The nature of truth is inherently belligerent, because it’s always at war with deception. Say what needs to be said so that we can stop bullshitting ourselves and start doing the right thing.
“When you want to help people, you tell them the truth. When you want to help yourself, you tell them what they want to hear.” – Thomas Sowell
“If you look for truth, you may find comfort in the end; if you look for comfort you will not get either comfort or truth only soft soap and wishful thinking to begin, and in the end, despair.” – C. S. Lewis
“The truth that makes men free is, for the most part, the truth which men prefer not to hear.” – Herbert Agar
“The truth is incontrovertible. Malice may attack it, ignorance may deride it, but in the end, there it is.” – Winston Churchill
“Above all, don’t lie to yourself.
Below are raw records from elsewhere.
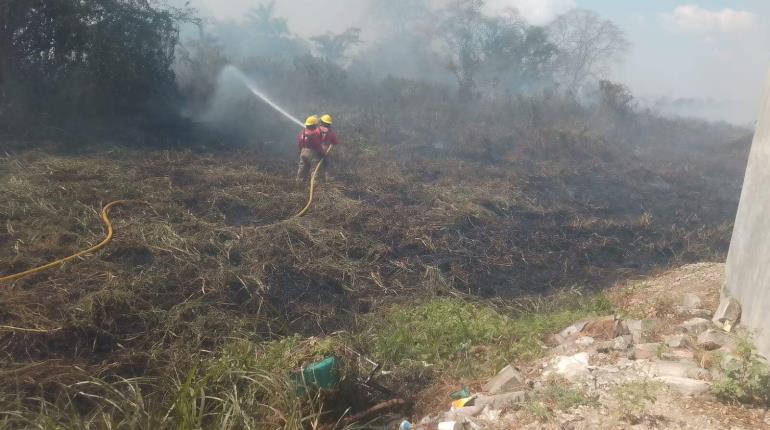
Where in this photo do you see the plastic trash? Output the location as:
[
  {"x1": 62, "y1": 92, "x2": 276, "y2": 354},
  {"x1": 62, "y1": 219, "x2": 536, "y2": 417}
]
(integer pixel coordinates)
[
  {"x1": 449, "y1": 385, "x2": 471, "y2": 400},
  {"x1": 452, "y1": 396, "x2": 476, "y2": 411},
  {"x1": 292, "y1": 357, "x2": 340, "y2": 395}
]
The man who lies to himself and listens to his own lie comes to a point that he cannot distinguish the truth within him, or around him, and so loses all respect for himself and for others. And having no respect he ceases to love.” – Fyodor Dostoevsky
“Truth will ultimately prevail where there is pains taken to bring it to light.”
– George Washington
“It is always the false that makes you suffer, the false desires and fears, the false values and ideas, the false relationships between people. Abandon the false and you are free of pain; truth makes happy, truth liberates.”